5) The machine learning approach is basically a form of advanced template matching that looks for an event with the right properties. But at no stage can we see that the machine-learning algorithm knows exactly where the presynaptic spike is. Detection should explicitly model the fact that the time of the action potential is known, since it would strengthen its performance, in turn affecting estimates.

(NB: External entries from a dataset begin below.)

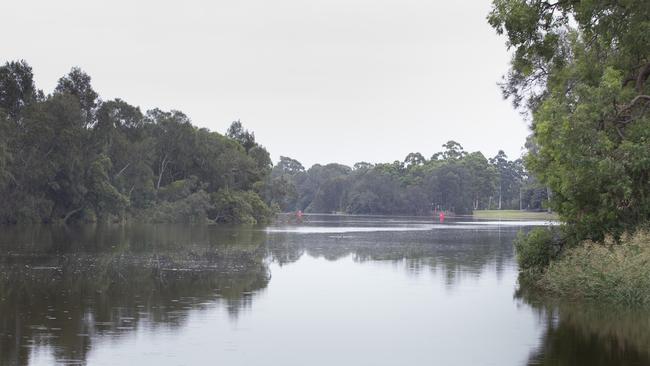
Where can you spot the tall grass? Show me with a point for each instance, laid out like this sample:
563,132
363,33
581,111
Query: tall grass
613,272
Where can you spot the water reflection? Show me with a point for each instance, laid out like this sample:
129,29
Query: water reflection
589,334
62,287
69,291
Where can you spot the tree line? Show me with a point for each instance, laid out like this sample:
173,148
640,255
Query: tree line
70,156
451,180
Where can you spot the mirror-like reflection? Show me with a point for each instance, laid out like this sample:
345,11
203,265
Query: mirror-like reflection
333,290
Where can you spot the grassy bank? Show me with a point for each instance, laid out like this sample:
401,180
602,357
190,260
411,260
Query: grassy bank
607,272
513,215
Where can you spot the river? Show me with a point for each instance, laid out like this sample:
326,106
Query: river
333,290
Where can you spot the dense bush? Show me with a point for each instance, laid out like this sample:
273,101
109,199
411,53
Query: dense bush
536,249
69,156
242,207
613,271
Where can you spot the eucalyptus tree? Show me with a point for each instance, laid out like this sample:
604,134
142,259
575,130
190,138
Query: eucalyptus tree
580,68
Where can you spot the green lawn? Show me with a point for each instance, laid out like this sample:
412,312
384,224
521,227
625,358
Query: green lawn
513,215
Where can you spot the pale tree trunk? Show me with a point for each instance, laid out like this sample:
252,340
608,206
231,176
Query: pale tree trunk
499,196
163,166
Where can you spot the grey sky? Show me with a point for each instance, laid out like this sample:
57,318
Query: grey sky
320,81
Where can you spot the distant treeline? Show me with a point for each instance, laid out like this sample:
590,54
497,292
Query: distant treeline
451,180
70,156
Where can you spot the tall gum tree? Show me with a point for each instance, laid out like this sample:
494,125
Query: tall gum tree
580,68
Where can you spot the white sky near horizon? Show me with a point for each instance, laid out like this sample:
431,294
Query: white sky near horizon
320,81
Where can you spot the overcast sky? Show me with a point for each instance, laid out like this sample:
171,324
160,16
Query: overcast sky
320,81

We have clarified the Materials and methods section to indicate that 3 ms window over which responses are analyzed is placed 1 ms after the rising phase of the presynaptic action potential (see also Figure 1—figure supplement 1B). Peak amplitudes and latencies measured from this window provide reasonably effective features for classification, especially when compared to the same values measured from background noise. However, we find that typical latency jitter is on the order of 100 μs, so we agree that there is potential here to improve classification accuracy by further constraining the response window. At the same time, this introduces the possibility of entirely missing connections if the initial latency estimate is inaccurate.

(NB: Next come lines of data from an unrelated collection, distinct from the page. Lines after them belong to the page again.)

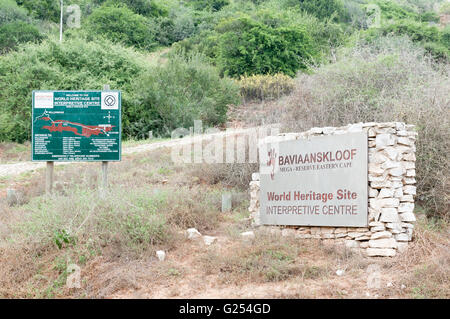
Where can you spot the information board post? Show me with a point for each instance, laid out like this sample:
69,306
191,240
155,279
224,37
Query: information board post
49,178
106,87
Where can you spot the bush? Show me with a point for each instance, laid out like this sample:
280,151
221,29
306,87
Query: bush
324,9
246,47
42,9
176,94
75,65
10,12
14,33
430,37
265,87
389,80
147,8
120,24
210,5
415,30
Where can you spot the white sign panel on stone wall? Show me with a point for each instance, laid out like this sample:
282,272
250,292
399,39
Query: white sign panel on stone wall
320,181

6) Figure 4EF data set is small, and the resulting connectivity rate in panel F is low compared to the prior literature (e.g. Perin, Berger and Markram, 2011). Either this n should be increased, or maybe simply remove panels E-F?

We have increased the sample size of the 2-photon experiments used to probe recurrent connectivity among Tlx3 neurons at distances greater than can be feasibly examined with multipatch. The enhanced sample size improves the confidence in the connectivity estimate.

To our knowledge, previous applications of 2P optogenetics for circuit mapping were proof of principle in nature. We believe this is one of the first biological results. Furthermore, this is the first corroboration of the 2P optogenetic circuit mapping with multipatch data.

7) What about bidirectional connections? Both Song, 2005 and Lefort, 2009 make a big deal of those, it would seem strange not to mention them.

A major limitation of measuring reciprocal connectivity on heterogeneous populations of cells is that it can yield results that appear to differ from random chance even if they do not (Hoffmann and Triesch, 2017). Furthermore, very high sampling is required to confidently measure differences in the reciprocal connectivity of sparsely connected cells.

We’ve added our reasoning for not including reciprocal analysis to the manuscript.

8) E.g. albino animals are known to have different connectivity patterns, so if some of these transgenic lines (Materials and methods section, etc.) were created on an albino background, then please discuss. Differences attributed to layers could in reality be due to the transgenic mouse line used.

All mice in this study are on a C57BL/6J background and are congenic C57BL/6J (at least six generations bred to C57BL/6J). By making all our mice congenic, we can be sure that any phenotype that does arise is a result of the various drivers/reporters of the mouse, rather than its genetic background. We’ve updated the Materials and methods section.